Focusing on two influential "assimilated" Jewish authors—anthropologist Franz Boas and sociologist Georg Simmel—this comparative study intends to show that the respective epistemological and ontological assumptions, considerations, and expectations of anthropology and sociology underlie the respective evaluations of the Jews' assimilation outcome in German and American societies as a form of "group extinction" in anthropology or as a form of "in-between situation" in sociology.

Approaching the history of scientific racial photography from an historical epistemology point of view, as forms of scientific evidence, Morris-Reich examines numerous scientists and scholars who developed or made use of photographic methods and techniques for the study of race.

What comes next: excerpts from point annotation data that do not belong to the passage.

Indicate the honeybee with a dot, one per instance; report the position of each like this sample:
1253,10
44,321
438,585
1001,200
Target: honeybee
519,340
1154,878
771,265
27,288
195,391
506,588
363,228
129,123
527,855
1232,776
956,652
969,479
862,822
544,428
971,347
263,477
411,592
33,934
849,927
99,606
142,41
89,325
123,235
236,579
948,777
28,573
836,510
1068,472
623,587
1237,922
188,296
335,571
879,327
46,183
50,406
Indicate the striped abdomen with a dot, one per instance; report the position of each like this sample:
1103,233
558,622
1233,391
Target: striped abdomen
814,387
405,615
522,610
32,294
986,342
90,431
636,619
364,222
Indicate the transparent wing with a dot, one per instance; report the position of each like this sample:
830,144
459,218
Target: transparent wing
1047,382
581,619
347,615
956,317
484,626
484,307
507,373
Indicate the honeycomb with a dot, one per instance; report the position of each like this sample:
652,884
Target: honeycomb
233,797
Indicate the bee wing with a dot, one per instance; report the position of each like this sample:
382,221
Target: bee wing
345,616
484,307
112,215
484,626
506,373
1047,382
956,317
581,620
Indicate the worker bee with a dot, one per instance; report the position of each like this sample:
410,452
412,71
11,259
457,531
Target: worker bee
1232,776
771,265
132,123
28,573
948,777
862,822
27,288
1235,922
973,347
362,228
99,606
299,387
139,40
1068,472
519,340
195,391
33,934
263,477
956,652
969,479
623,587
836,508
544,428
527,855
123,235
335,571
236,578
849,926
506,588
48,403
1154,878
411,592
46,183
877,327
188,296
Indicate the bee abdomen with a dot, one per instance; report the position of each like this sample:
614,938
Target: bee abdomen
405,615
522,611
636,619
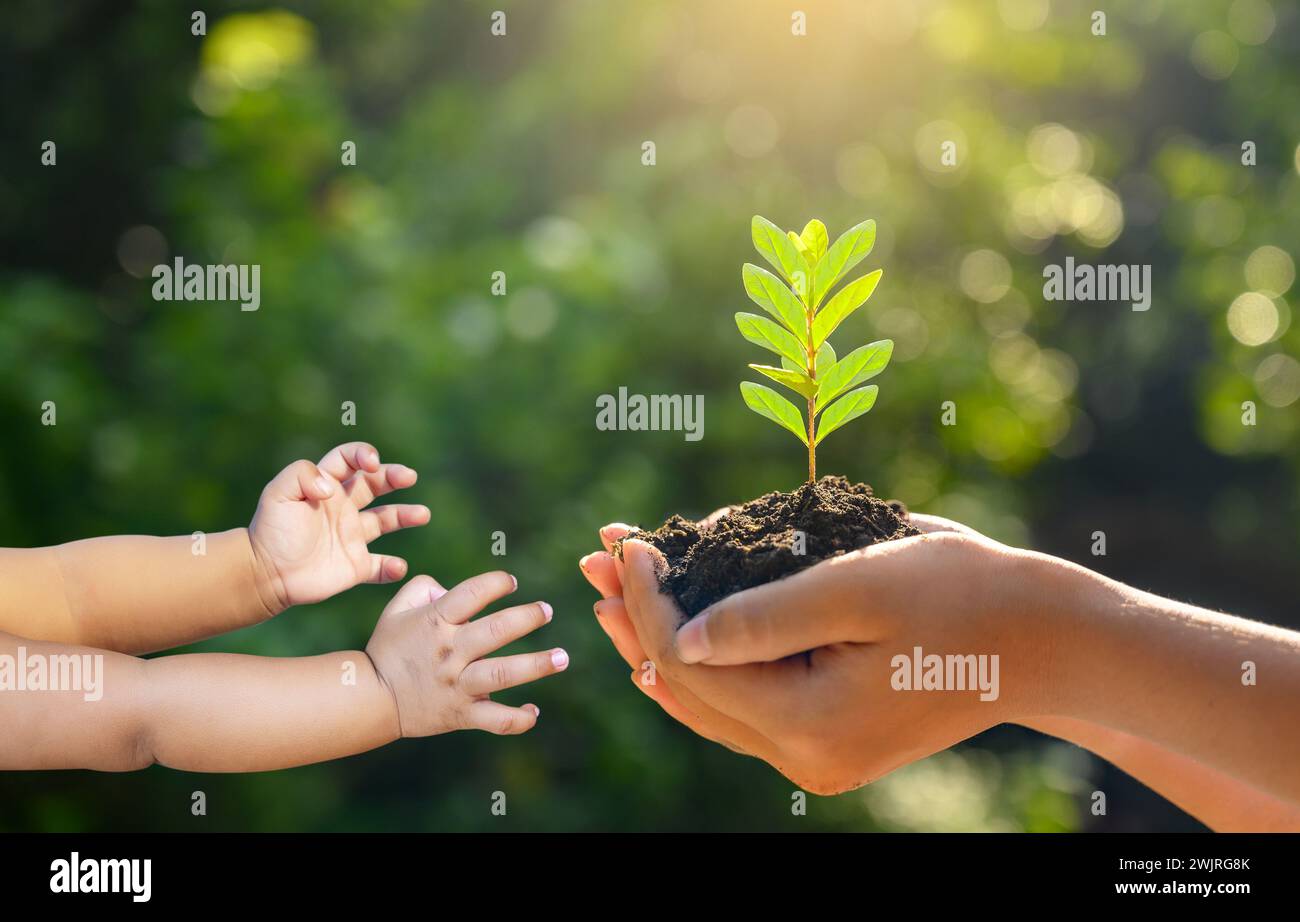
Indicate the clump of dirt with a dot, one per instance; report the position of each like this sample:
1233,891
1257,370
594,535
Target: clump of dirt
754,544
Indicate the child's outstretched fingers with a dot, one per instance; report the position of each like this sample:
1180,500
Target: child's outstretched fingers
502,719
385,568
385,519
417,592
492,632
466,600
300,480
343,461
485,676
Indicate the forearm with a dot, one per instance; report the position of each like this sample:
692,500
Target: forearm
237,713
1221,801
195,713
1174,675
134,593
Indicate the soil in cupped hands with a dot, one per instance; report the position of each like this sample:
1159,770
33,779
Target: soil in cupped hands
755,542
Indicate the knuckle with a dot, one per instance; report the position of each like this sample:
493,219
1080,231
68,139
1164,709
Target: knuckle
499,675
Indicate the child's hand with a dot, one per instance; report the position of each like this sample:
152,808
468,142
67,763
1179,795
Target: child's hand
429,656
311,529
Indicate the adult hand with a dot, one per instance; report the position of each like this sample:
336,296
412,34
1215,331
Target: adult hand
832,718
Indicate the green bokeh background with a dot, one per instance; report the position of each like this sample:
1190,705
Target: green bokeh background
524,154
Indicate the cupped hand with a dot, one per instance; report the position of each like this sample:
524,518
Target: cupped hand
832,717
312,528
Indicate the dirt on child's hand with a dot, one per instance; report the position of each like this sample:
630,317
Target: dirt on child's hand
432,657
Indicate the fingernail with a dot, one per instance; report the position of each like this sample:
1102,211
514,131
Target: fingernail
693,640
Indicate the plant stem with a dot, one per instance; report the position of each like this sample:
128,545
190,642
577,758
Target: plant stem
811,369
811,440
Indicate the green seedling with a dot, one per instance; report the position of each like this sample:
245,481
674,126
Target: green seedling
801,325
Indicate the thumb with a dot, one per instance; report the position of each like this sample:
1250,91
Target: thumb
774,620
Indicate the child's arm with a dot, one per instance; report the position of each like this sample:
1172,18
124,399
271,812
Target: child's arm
1221,801
423,672
131,593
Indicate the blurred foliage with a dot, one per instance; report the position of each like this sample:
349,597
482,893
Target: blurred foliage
523,154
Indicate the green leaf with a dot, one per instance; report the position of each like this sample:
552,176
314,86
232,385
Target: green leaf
771,294
771,336
814,241
796,380
767,402
846,252
861,364
801,246
776,249
823,359
848,407
845,302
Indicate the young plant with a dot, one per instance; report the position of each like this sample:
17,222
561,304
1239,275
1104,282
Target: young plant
801,325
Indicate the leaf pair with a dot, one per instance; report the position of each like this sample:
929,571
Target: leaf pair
767,402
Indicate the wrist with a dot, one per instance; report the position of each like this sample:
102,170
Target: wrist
1062,611
388,700
265,578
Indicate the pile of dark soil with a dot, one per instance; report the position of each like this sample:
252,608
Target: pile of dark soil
754,544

His reconstruction of individual cases, conceptual genealogies, and emergent patterns points to the diversity of and transformations in photography's scientific status from the late nineteenth and early twentieth centuries, through the Weimar and Nazi periods and beyond, from physical anthropology to phenomenology.

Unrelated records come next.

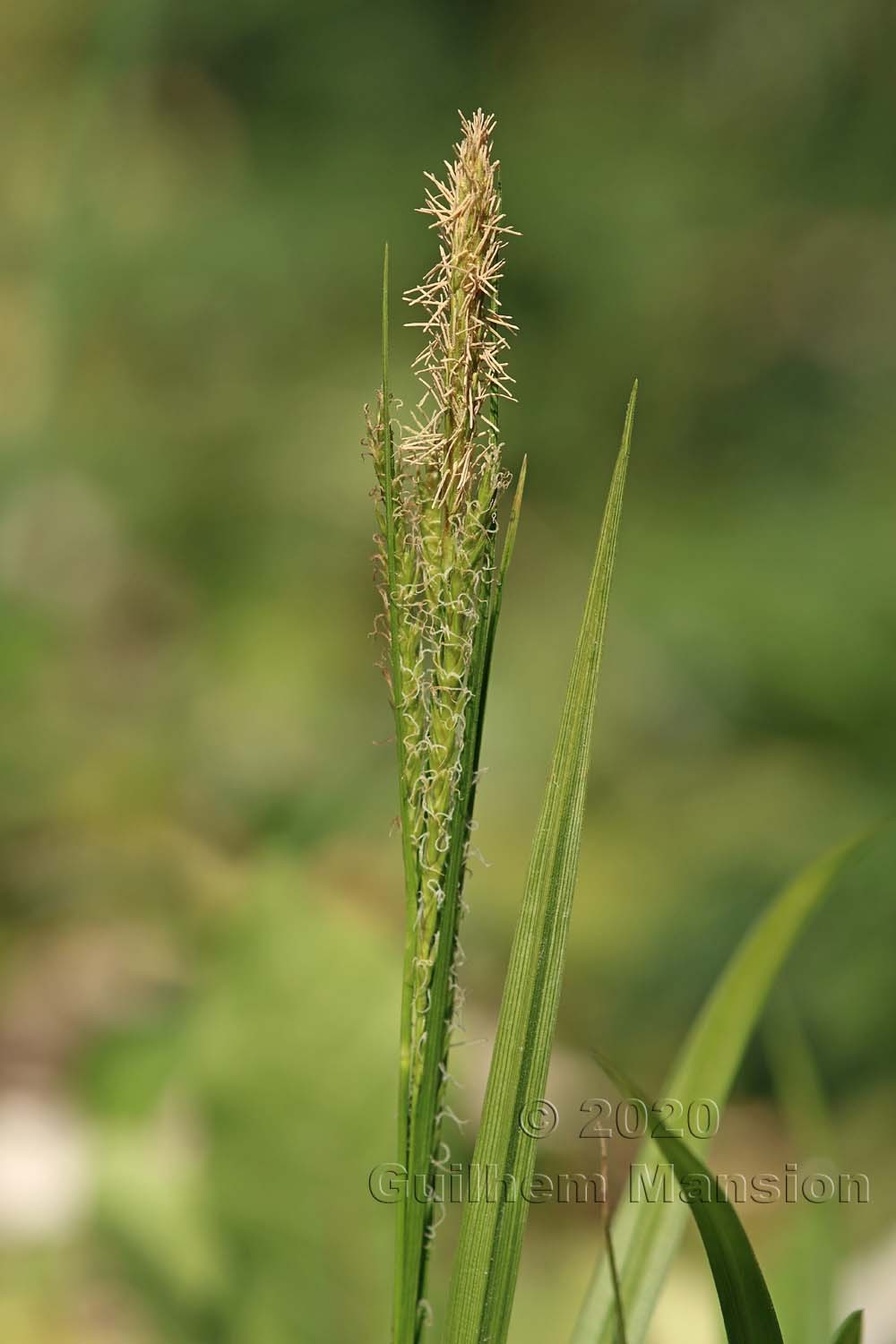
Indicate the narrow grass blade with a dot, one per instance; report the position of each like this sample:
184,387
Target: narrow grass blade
809,1254
743,1295
490,1239
850,1332
645,1234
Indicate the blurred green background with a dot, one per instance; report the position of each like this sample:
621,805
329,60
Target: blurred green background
201,895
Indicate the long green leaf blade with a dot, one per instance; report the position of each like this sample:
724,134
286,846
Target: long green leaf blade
850,1332
645,1234
490,1239
743,1295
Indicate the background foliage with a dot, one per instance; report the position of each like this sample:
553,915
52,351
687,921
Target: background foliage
201,902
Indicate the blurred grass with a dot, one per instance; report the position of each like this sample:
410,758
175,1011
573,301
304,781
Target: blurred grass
194,206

Morris-Reich's 2022 book Photography and Jewish History: Five Twentieth Century Cases[4] turns to five twentieth-century cases in which photography and Jewish history intersect: Albert Kahn's utopian attempt to establish a photographic archive in Paris in order to advance world peace; the failed project of Helmar Lerski, a prominent photographer in Mandatory Palestine, on "Jewish and Arab types"; photography in the career of Eugen Fischer, a Nazi professor of genetics; the street photography of Robert Frank; and Solomon Yudovin's photographs in S. An-sky's attempt to introduce photography into the study of Russian Jewry prior to World War I, as seen from the post-Holocaust perspective of the early twenty-first century.

Morris-Reich has co-edited with Dirk Rupnow, for Ideas of "Race" in the History of the Humanities[5] and with Margaret Olin, for Photography and Imagination.